スパイダーマンのコミック作品を読んだ人なら察しがつくと思うが、スパイダーマンのヴィランが手を組んだチーム「シニスター・シックス」結成の伏線であることに間違いはない。そこにヴェノムが参加するかは不明だが、今後単独作品として展開されていくスパイダーマンが、シニスター・シックスと対決する日はそう遠くないのかもしれない。

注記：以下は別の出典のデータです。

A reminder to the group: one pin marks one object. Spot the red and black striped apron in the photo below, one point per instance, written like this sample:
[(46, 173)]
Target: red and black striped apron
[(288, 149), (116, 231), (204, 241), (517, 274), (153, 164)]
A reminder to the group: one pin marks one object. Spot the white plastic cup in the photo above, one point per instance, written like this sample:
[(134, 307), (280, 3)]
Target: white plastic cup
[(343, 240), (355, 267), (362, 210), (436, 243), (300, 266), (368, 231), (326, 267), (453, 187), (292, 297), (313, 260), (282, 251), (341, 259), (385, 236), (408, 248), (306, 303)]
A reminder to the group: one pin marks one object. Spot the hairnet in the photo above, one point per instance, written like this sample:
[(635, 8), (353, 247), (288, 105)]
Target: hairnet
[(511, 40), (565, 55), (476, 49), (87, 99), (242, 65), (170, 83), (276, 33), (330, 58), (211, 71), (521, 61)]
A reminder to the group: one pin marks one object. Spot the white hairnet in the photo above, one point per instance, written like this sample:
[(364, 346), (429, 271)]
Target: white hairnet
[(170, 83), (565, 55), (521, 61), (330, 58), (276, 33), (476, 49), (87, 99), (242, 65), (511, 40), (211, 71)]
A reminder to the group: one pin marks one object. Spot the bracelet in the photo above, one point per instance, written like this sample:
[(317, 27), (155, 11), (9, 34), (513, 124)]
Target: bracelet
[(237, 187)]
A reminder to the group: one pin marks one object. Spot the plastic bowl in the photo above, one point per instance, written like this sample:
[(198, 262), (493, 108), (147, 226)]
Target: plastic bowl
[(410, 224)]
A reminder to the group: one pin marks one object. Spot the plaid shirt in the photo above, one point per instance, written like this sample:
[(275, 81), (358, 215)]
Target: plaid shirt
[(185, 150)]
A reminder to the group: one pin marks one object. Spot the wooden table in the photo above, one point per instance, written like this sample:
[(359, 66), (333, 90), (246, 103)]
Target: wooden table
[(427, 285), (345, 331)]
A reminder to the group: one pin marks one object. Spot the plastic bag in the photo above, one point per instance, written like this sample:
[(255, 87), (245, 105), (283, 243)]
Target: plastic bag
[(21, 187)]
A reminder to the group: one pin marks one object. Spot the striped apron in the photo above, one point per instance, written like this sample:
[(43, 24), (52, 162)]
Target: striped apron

しかし、予告編で登場したマイケル・キートンが、『モービウス』本編ではなくエンドクレジットのみの出演だったのは少しガッカリではある。もし予告編には出さずに、サプライズとして出演していれば多少は印象が違っただろう。

「Murder(人殺し)」と書かれたスパイダーマンのポスター。
よく見るとサム・ライミ版スパイダーマンのスーツが描かれている。

この映画全体で言えることは、とにかく「予告編の作り方が稚拙だった」ことに尽きる。「予告編で告知されていた展開・シーンが思った通りに出なかった」ことが、この映画ではかなり多く見受けられた。
しかし本来はヴェノムの続編、そしてノーウェイホームの前に公開されるはずだった作品である為、予定を狂わされてしまった点については少し可哀想な映画だったと思う。
或いは、「NWH」にてSSUとMCUが繋がったことで、我々がこの作品に過度に期待しすぎたのかもしれない。ヒーローの1人1人が織り成すドラマ、広がる世界観、そしてエンドクレジットのサプライズ。これらはほぼ全てMCUが構築したジンクスであり、人気たる所以でもある。反面この作品は、「吸血鬼と化したダークヒーロー」「人と吸血鬼の葛藤」「親友を止める為に大切なものを切り捨てるヒーロー」を90分もの短い上映時間で描いていた。そういう意味では、この映画はヒーロー映画の「原点回帰」を果たした、現代においては希少な作品なのかもしれない。

それでは『ザ・バットマン』のレビューにてまた。